Blocking undesirable domains using BIND

Darren Spruell phatbuckett at gmail.com
Sun Dec 30 09:31:37 PST 2007


On Dec 30, 2007 9:52 AM, Maxim Khitrov <mkhitrov at gmail.com> wrote:
> > I was trying to do something similar.  I didn't research too hard, but figured the only way to use Bind would be to make my server authoritative for all those domains, which meant a huge config file and potential overhead, as well as
> > possibly breaking access to desirable servers in the domains.
> >
> > So hosts seemed easier, but apparently Bind never looks at hosts.  I did find that Squid (which I already had installed and in limited use) has its own DNS resolver, and it does look at hosts first before going to the nameserver.
> >
> > Then I found this site:  http://everythingisnt.com/hosts.html and put their list in hosts, and now client PCs get a squid error in place of ad junk.  Works ok for me ;)
> Well... you were right about overhead. In the last two days I wrote a
> script that would fetch a list of domains from several different
> sites, and output a valid BIND configuration file that could be
> included in the main config. I just ran the second test and the
> results are extremely poor. With only 27,885 blocked domains the
> server is now consuming 208 MB of ram. The first time I tried
> reloading the full list of domains (91,137 of them) and that nearly
> crashed my server. Had to kill bind, remove two of the largest
> sources, and try a second time.

Nearly 100,000 zones on that server is a fairly impressive amount.
Give it credit for what you're trying to do. :) Nonetheless, crashing
is unacceptable.

> Honestly, I can't figure out what BIND could possibly be using so much
> memory for. It's taking up about 7 KB for each zone.
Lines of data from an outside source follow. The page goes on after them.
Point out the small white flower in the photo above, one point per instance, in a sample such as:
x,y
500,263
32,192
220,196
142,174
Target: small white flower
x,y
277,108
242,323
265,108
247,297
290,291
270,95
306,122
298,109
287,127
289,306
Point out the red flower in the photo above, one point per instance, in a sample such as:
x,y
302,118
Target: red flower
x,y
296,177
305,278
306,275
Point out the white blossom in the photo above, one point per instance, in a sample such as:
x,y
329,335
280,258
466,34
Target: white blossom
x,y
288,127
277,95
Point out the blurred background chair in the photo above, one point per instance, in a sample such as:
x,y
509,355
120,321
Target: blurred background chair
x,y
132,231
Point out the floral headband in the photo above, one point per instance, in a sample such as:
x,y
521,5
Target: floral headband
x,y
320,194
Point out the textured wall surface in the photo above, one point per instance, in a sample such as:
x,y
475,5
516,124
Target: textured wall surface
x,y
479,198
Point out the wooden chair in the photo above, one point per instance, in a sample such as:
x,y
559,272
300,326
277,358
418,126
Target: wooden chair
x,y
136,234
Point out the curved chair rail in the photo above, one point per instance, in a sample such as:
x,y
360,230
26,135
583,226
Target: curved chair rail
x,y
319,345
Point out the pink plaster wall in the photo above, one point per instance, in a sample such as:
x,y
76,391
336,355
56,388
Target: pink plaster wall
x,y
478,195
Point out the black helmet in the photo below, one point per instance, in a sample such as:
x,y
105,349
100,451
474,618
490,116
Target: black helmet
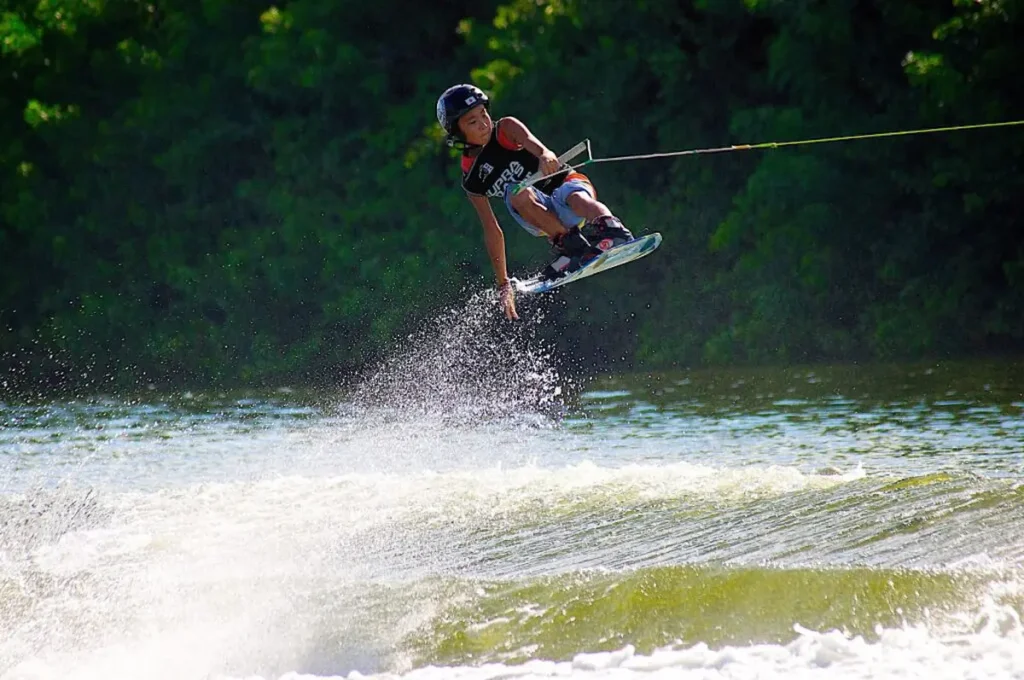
x,y
456,102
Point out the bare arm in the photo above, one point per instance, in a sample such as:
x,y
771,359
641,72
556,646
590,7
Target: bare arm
x,y
520,135
494,239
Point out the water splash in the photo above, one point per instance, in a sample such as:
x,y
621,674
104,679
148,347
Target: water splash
x,y
468,365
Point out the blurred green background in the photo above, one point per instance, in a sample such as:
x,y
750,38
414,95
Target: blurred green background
x,y
236,192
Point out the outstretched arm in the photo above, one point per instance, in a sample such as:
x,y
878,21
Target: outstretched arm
x,y
520,135
494,240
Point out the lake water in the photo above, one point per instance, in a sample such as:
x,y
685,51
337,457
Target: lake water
x,y
467,512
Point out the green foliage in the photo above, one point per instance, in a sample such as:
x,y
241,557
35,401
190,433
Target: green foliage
x,y
228,192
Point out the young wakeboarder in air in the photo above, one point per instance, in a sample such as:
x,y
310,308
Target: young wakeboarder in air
x,y
497,157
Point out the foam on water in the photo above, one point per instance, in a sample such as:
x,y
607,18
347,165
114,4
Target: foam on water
x,y
323,557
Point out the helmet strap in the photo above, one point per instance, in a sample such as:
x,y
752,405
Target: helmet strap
x,y
458,142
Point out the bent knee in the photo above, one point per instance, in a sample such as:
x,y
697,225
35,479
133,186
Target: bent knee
x,y
522,199
580,200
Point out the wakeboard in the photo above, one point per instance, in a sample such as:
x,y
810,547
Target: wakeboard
x,y
609,259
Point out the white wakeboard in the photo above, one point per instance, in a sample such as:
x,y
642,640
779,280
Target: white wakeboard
x,y
609,259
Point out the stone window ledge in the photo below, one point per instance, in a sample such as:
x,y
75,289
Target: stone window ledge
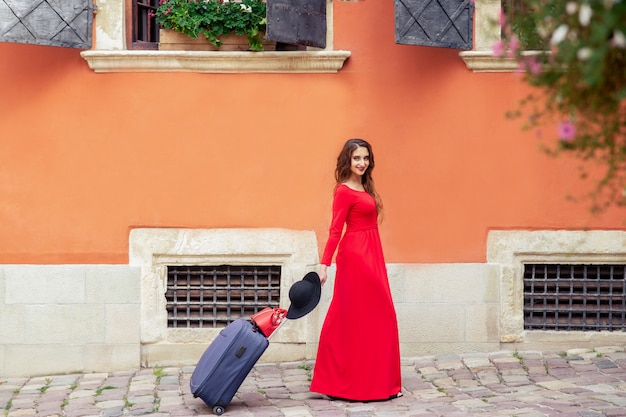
x,y
484,61
216,62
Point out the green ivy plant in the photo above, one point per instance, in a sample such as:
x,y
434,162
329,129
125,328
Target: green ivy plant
x,y
215,18
574,53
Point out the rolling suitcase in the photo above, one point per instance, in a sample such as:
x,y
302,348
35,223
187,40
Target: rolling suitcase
x,y
226,363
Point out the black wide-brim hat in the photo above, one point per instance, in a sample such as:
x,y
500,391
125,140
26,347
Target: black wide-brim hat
x,y
304,296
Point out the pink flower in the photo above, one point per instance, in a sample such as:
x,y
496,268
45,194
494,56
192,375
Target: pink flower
x,y
567,130
498,48
513,45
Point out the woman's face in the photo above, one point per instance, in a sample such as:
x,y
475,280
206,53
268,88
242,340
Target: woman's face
x,y
360,160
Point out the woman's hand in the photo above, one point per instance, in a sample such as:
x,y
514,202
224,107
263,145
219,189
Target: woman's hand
x,y
323,274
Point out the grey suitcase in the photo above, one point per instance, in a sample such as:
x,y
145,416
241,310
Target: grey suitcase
x,y
225,364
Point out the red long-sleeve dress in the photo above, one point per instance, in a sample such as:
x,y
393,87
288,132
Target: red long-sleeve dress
x,y
359,355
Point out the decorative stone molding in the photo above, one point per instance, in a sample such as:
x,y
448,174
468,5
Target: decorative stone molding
x,y
321,61
110,54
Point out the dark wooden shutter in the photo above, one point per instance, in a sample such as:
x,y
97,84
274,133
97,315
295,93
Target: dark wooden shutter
x,y
297,22
65,23
441,23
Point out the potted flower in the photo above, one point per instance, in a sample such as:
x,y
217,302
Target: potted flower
x,y
215,19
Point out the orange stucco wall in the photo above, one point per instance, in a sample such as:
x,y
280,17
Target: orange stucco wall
x,y
86,157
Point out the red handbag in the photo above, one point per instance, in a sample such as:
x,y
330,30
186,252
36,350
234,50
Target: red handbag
x,y
268,319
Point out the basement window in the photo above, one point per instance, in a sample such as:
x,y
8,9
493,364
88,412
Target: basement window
x,y
214,296
575,297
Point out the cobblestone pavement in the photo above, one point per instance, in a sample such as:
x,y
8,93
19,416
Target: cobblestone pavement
x,y
576,383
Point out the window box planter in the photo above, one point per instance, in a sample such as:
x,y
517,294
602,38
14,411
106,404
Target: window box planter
x,y
170,40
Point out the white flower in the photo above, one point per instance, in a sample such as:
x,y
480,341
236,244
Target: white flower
x,y
584,14
619,40
584,53
571,7
559,34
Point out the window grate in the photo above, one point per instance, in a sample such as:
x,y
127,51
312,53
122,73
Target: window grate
x,y
214,296
574,297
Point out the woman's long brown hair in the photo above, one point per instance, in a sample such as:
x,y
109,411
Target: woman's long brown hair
x,y
343,172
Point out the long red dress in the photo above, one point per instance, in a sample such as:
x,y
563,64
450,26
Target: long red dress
x,y
359,355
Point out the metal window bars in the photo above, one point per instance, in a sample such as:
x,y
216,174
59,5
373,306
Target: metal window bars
x,y
574,297
214,296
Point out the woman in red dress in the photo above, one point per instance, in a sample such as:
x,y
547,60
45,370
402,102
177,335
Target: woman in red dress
x,y
358,357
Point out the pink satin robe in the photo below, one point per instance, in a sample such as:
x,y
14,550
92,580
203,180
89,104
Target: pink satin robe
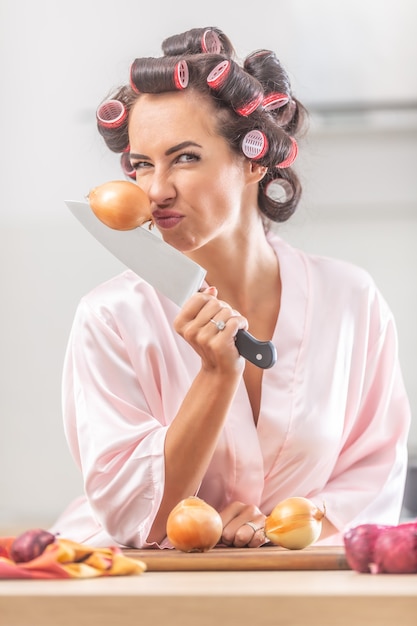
x,y
334,415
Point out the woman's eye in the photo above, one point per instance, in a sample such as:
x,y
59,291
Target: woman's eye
x,y
138,165
187,157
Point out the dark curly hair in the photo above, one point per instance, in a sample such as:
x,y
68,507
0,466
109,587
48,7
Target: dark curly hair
x,y
255,96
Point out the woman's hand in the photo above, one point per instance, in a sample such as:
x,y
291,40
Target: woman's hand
x,y
196,323
243,525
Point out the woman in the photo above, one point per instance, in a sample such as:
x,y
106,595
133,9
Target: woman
x,y
158,403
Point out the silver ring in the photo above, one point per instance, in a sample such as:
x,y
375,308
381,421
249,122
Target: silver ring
x,y
252,525
220,325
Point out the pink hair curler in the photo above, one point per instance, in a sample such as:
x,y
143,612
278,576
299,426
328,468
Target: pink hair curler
x,y
275,100
291,157
111,114
132,84
250,107
218,74
210,42
181,75
254,144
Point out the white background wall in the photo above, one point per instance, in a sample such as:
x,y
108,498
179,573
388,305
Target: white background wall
x,y
57,62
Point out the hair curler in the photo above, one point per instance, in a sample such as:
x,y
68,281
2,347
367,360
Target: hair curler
x,y
291,156
111,114
251,106
255,144
218,74
275,100
181,75
210,42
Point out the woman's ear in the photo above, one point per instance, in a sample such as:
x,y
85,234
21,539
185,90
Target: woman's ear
x,y
256,172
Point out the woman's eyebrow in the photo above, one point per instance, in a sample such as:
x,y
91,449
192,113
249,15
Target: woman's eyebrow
x,y
180,146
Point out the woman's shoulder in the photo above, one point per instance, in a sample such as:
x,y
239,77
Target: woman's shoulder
x,y
323,270
124,293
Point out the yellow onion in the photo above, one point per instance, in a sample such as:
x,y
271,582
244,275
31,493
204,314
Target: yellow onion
x,y
120,204
294,523
194,526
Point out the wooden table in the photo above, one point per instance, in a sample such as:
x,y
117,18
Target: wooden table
x,y
310,597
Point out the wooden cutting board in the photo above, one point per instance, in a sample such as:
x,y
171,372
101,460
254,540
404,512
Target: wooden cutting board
x,y
233,559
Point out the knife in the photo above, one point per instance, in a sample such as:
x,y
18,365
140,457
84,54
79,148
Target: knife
x,y
169,271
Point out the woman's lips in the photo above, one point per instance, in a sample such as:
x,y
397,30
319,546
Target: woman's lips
x,y
166,219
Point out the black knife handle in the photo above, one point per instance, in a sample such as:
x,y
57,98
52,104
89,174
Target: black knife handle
x,y
260,353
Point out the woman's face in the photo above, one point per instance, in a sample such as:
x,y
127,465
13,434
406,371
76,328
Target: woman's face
x,y
197,185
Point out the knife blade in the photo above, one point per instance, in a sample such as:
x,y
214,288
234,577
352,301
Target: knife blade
x,y
169,271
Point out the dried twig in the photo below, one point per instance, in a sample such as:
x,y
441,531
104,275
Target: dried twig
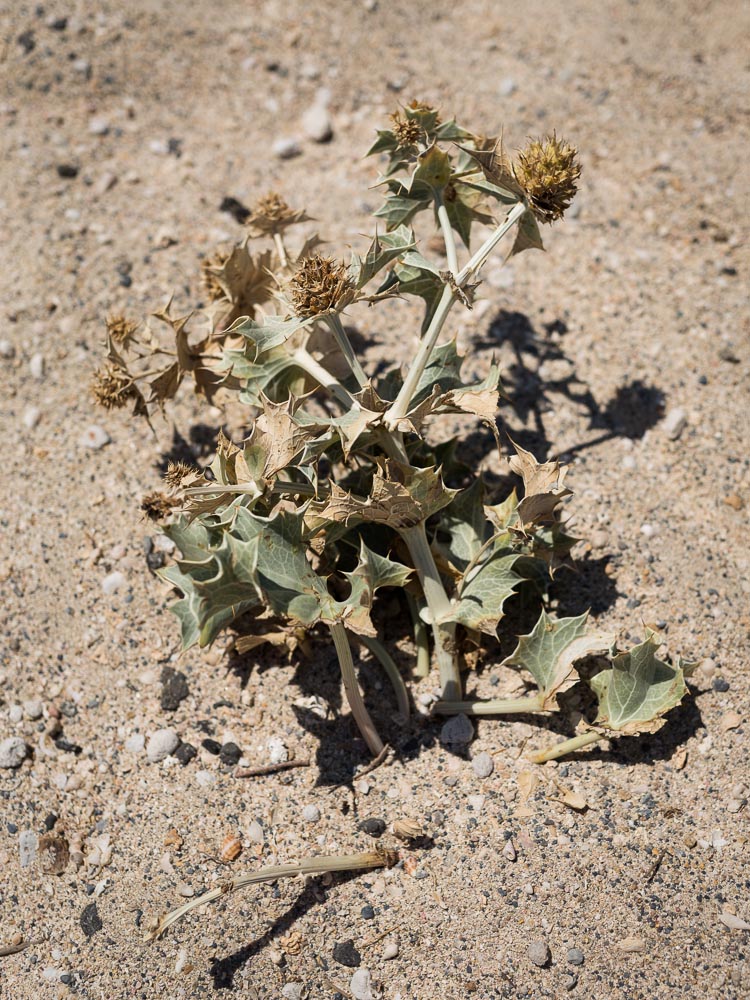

The zone file
> itself is not even 1 KB, and given that all the records are pointing
> to the exact same thing it seems to be needlessly wasting memory. In
> addition to that, if I comment out the blacklist config file and run
> rndc reload, it only frees up about 16 MB. So it doesn't even release
> memory when it is no longer needed.

My experience, albeit with a smaller number of zones, is a bit different.

First  you need to account for main program memory and memory utilized
by the nameserver's cache, if any. You may also be running your own
authoritative zones which will add memory utilization outside of that.
You can't account for all of the utilized memory in your additional
blocking zones.

Without my blocking zones loaded, I have 6 native zones on my
nameserver and the resident memory size of named is 2.2 MB. After a
fresh server startup, I expect minimum memory for cached records, so
that comes out to be about 375 KB/zone, unscientifically. If I restart
named (kill and start server fresh) with my blocking zones in the
config, I come out with 17239 zones and a resident process memory size
of 59 MB. (Unscientifically again,) this breaks down to about 3.5
KB/zone.

In my configuration, each of these blocking zones points to a simple
zone file 244B in size on disk:

$TTL 86400
@               IN      SOA     ns.local. admin.local. (
                                1       ; serial
                                1h      ; refresh
                                30m     ; retry
                                7d      ; expiration
                                1h )    ; minimum

                IN      NS      ns.local.

                IN      A       127.0.0.1
*               IN      A       127.0.0.1

So all told, I seem to notice somewhat slimmer utilization than you
(roughly half the memory utilization per zone, and though I have 61%
as many zones loaded my named takes only 28% of the memory yours
does.)

> It looks like my plan of using BIND for filtering purposes will not
> work. Given how poorly it performed on this test I'm actually inclined
> to try another name server to see if something else would be more
> memory-efficient.

You will almost certainly find most of the popular alternatives to be
much more resource efficient. djbdns in particular would be my next
choice if memory efficiency and stability are concerns.